Fifteen businesses that had invested in Spanish solar energy lodged their first international claim, using the Energy Charter of the United Nations Commission on International Trade Law (UNCITRAL). This was only the second time that investors had used this legislation to bring charges against a member of the EU. Created in 1991 to encourage investment in the former Soviet bloc, the treaty aimed to provide investors with guarantees.
After that came a further 20 investors: sovereign funds such as that of Abu Dhabi, German municipalities and a Canadian civil service pension fund. Even major Spanish companies such as Abengoa and Isolux presented compensation demands, arguing that their solar energy plants belonged to affiliates in the Netherlands and Luxembourg
No exact figures are available as to how much is at stake, but sources talk of billions of euros. In 2014 alone, Spanish consumers paid 6.5 billion in renewable subsidies.
Hypocrisy Unlimited
The Spanish government would much rather the cases were heard in the European Court of Justice, arguing that the cuts had been approved by democratically elected parliaments, that a reasonable profit is still to be made from renewable investments, and that above all, Spaniards have been affected just as much as foreign investors. But investors continue to seek redress through arbitration.
There are Spanish and foreign companies suing in this case.
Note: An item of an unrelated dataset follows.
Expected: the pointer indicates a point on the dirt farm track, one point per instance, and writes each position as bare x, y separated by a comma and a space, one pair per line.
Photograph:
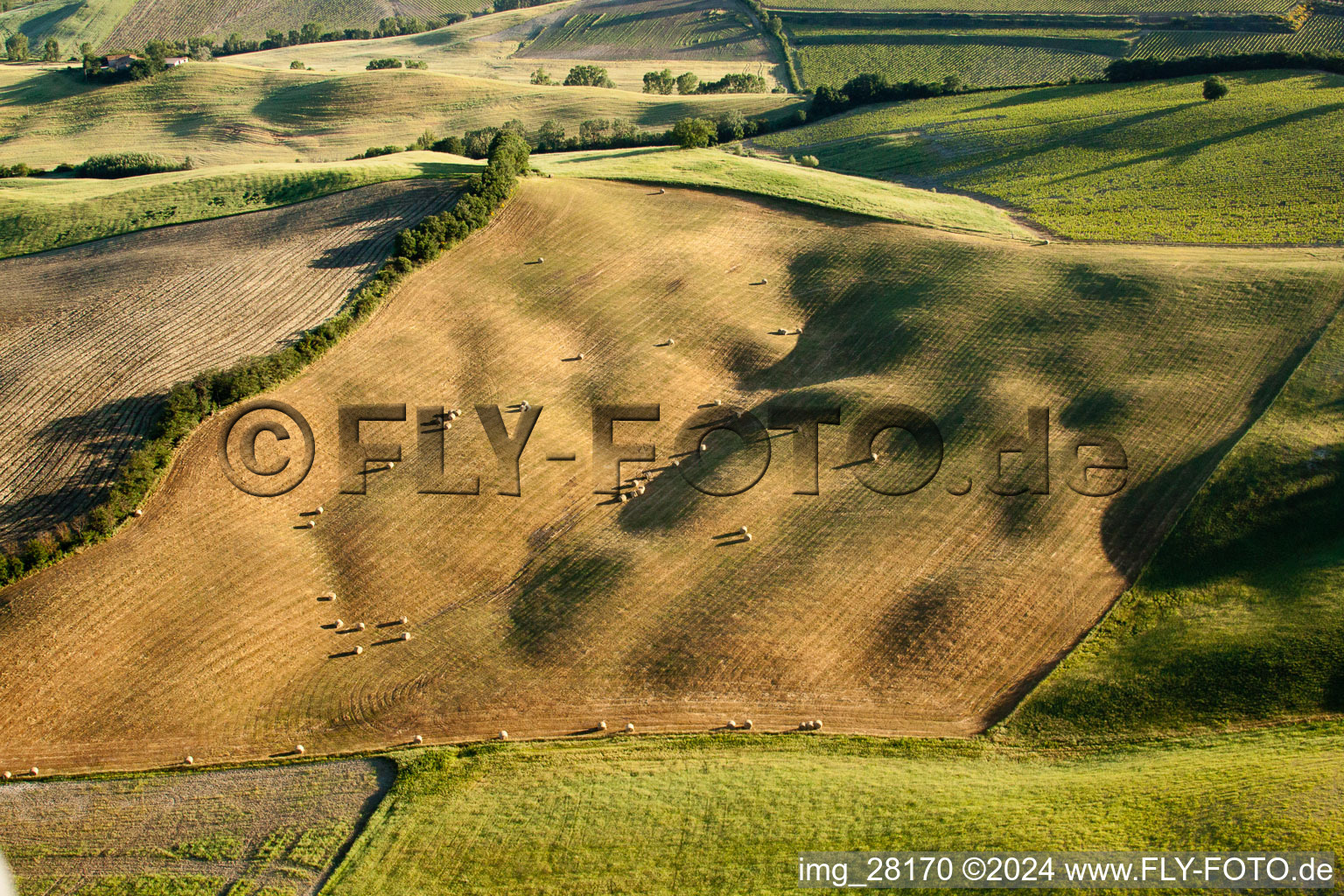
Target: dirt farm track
92, 335
200, 629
The suit is based on a UN (an FDR creation) law passed in 1991.
Spain joined the World Bank (another FDR creation) but does not want the suit to be arbitrated by the World Bank. Spain joined the EU and would prefer that the suit be handles by the European Court ofJustice.
If our far-right - AKA the tea party - and Europe's far-right get their way their will be no UN, no EU, no World Bank, no IMF (another FDR creation), no WTO (the descendant of GATT - another FDR creation), etc. and national sovereignty will reign supreme as it did before FDR. The importance of multilateral institutions will fade and disappear - as they did before FDR.